FM : Ne perdons pas de vue que l’ESA possède des poids lourds : Ariane-6 et Véga-C. Ariane 6 est un lanceur de moyenne/forte puissance (5 à 11,5 tonnes en orbite de transfert géostationnaire) qui remplacera la fusée Ariane-5 à compter de 2022. Véga-C sera un lanceur léger quant à lui, pour des mises en orbites polaires. Mais, encore une fois, les entreprises privées sont bien en avance. Les fusées de l’ESA coûtent cher à fabriquer et ses parts de marché sont menacées à moyen terme à la fois par l’évolution du marché des satellites et par l’arrivée de concurrents : SpaceX et Longue Marche par exemple. Quoiqu’il en soit, il va falloir partager l’espace. Pour l’heure, tous les tirs se feront depuis la Terre. La création d’un port spatial de lancement, récupération et traitement des fusées et vaisseaux demande d’abord de maîtriser l’économie et les ressources spatiales. Pour cela, il nous faudra d’abord miner la Lune, probablement Mars et peut être quelques mornes cailloux de l’espace, riches en fer et en autres métaux.
JPP : Les Chinois ont lancé en 2020 la fusée « Longue Marche » qui a embarqué l’engin spatial Tianwen-1, un robot qu’ils doivent poser sur Mars eux aussi cette année. Ils ont aussi annoncé mettre en orbite d’une station spatiale à eux qui aura le nom ravissant et bien chinois de « Palais Céleste ».
FM : La Chine possède une volonté spatiale très agressive. L’argent qui est investi dans le spatial est colossal et les moyens humains sont innombrables. Oui, la Chine est l’un des acteurs avec lesquels il va falloir compter dans le futur proche. Ce qui va encore plus complexifier les relations et le partage de l’espace.
JPP : Revenons aux stations spatiales en orbite. Pensez-vous que l’humanité n’habitera plus un jour sur notre Terre dévastée mais dans d’immenses stations spatiales gravitant à divers étages en orbite autour de notre planète ? Ou bien est-ce de la science-fiction ?

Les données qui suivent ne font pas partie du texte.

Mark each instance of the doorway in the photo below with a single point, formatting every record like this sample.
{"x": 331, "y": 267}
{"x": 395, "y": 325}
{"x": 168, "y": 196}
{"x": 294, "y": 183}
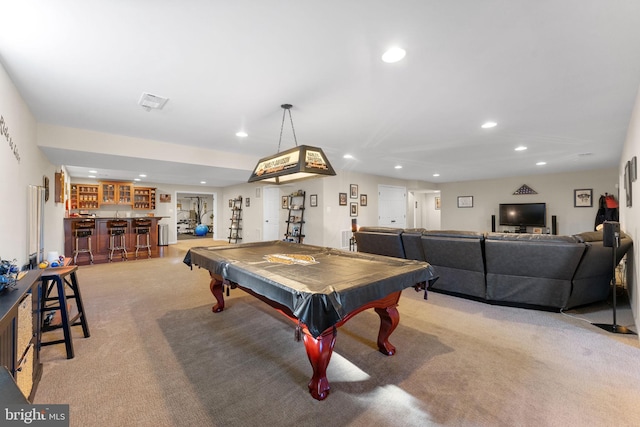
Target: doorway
{"x": 271, "y": 214}
{"x": 192, "y": 210}
{"x": 392, "y": 206}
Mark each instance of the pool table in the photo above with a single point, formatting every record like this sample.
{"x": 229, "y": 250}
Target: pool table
{"x": 318, "y": 288}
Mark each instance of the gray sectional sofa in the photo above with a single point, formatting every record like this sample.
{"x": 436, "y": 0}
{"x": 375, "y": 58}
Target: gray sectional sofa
{"x": 527, "y": 270}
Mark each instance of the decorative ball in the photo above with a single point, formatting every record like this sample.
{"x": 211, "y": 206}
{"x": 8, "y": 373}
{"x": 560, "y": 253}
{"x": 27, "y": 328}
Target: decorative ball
{"x": 201, "y": 230}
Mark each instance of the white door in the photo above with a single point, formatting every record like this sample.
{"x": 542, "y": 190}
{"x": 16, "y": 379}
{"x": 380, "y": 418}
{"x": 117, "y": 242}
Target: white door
{"x": 392, "y": 206}
{"x": 271, "y": 214}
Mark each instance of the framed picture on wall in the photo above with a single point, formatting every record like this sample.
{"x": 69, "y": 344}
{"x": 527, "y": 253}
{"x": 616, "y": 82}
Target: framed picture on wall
{"x": 354, "y": 191}
{"x": 583, "y": 198}
{"x": 627, "y": 183}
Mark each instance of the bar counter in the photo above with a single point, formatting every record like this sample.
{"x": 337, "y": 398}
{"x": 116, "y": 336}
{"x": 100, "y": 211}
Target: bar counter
{"x": 100, "y": 239}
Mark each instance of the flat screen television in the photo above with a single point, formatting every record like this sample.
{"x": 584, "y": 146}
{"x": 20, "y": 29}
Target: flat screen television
{"x": 523, "y": 214}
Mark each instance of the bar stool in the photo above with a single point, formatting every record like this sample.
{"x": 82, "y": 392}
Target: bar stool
{"x": 117, "y": 238}
{"x": 83, "y": 230}
{"x": 65, "y": 282}
{"x": 142, "y": 229}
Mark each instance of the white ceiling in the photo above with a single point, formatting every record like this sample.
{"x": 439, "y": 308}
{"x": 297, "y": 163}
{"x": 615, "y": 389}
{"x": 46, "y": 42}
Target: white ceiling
{"x": 558, "y": 76}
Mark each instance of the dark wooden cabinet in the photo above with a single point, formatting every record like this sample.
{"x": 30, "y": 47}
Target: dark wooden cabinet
{"x": 20, "y": 331}
{"x": 100, "y": 239}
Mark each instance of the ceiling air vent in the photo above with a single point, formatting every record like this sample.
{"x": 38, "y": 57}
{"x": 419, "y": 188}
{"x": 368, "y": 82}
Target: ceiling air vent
{"x": 152, "y": 102}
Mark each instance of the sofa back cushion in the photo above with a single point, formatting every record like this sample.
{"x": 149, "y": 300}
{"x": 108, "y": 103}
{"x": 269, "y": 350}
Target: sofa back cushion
{"x": 531, "y": 269}
{"x": 457, "y": 257}
{"x": 412, "y": 242}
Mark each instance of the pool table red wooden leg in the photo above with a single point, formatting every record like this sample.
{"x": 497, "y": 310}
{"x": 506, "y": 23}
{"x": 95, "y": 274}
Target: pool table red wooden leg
{"x": 319, "y": 351}
{"x": 216, "y": 289}
{"x": 389, "y": 319}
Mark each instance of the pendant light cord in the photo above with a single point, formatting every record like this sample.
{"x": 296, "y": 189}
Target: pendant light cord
{"x": 287, "y": 107}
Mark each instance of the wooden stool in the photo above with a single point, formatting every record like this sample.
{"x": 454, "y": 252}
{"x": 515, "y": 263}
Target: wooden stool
{"x": 62, "y": 278}
{"x": 83, "y": 230}
{"x": 117, "y": 238}
{"x": 142, "y": 228}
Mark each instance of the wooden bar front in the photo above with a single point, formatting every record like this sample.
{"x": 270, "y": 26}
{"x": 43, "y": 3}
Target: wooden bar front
{"x": 100, "y": 240}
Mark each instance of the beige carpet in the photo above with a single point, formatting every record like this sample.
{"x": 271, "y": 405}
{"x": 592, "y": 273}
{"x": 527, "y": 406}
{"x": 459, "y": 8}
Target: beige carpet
{"x": 158, "y": 356}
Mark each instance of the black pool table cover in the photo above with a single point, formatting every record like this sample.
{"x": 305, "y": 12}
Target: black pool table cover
{"x": 319, "y": 285}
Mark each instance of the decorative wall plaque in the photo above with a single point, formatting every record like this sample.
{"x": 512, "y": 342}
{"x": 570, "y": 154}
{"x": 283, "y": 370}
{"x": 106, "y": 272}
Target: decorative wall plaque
{"x": 525, "y": 189}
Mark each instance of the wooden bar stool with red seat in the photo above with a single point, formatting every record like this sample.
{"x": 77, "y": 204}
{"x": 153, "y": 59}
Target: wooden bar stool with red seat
{"x": 65, "y": 282}
{"x": 142, "y": 230}
{"x": 117, "y": 238}
{"x": 82, "y": 231}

FM : C’est une question complexe, car elle reste du domaine du futurisme. Mais de mon point de vue, oui, il va falloir s’extirper de la vieille Terre. La Terre est le berceau de l’Humanité, mais personne n’est sensé mourir dans son berceau. SI nous voulons progresser en tant qu’espèce, il faut nous étendre et nous développer. Les limites du globe sont petites, l’espace est infini. Il y a fort à parier que le développement de l’Humanité sur la Lune, Mars et divers corps célestes devienne nécessaire dans le futur, ne serait-ce que pour pallier à la surpopulation et à surconsommation des ressources. Il faut développer une politique verte, oui, mais devant une Humanité toujours grandissante, cela ne suffira pas longtemps. Les deux doivent aller main dans la main.
JPP : Sans doute faudra-t-il à l’avenir construire les stations spatiales et les grands vaisseaux interplanétaires dans l’espace ou bien sur la lune où tout est beaucoup plus léger. La Lune pourrait-elle servir de station Intermédiaire ?

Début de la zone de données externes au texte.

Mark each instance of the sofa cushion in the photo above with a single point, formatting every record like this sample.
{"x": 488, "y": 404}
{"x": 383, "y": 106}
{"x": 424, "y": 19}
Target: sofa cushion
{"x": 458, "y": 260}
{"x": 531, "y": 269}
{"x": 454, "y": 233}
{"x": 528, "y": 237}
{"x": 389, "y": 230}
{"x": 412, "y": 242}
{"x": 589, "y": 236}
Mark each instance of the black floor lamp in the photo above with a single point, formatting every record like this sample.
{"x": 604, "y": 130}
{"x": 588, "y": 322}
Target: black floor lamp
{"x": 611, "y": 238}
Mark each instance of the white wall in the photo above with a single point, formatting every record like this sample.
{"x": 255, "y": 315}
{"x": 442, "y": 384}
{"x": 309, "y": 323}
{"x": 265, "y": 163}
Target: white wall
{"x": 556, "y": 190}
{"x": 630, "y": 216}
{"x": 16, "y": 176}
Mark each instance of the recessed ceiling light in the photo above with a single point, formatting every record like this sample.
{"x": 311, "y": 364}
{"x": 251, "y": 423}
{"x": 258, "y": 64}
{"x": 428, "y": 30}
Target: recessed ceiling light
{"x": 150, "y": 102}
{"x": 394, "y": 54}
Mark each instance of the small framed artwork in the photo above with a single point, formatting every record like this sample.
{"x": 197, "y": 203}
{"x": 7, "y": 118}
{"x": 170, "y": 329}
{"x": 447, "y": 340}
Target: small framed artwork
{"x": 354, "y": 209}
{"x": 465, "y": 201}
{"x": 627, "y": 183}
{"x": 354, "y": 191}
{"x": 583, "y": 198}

FM : C’est même l’unique moyen de faire. Il nous faut un port spatial, de faible gravité, proche et assez large pour développer l’économie spatiale. La Lune, avec ses richesses en métaux et en gaz, est idéale. De très nombreux projets de développement d’habitats spatiaux, par l’ESA, la NASA ou des compagnies privées, existent depuis des décennies. S’implanter est complexe car il faut monter dans l’espace beaucoup de matériel. Puis il faut faire avec les conditions rugueuses du sol lunaire, les fameux régolites. Cette poudre hyper fine n’est pas bonne pour les fondations. Mais des solutions émergent, comme le chauffage du régolite pour former une dalle solide, compacte et durable.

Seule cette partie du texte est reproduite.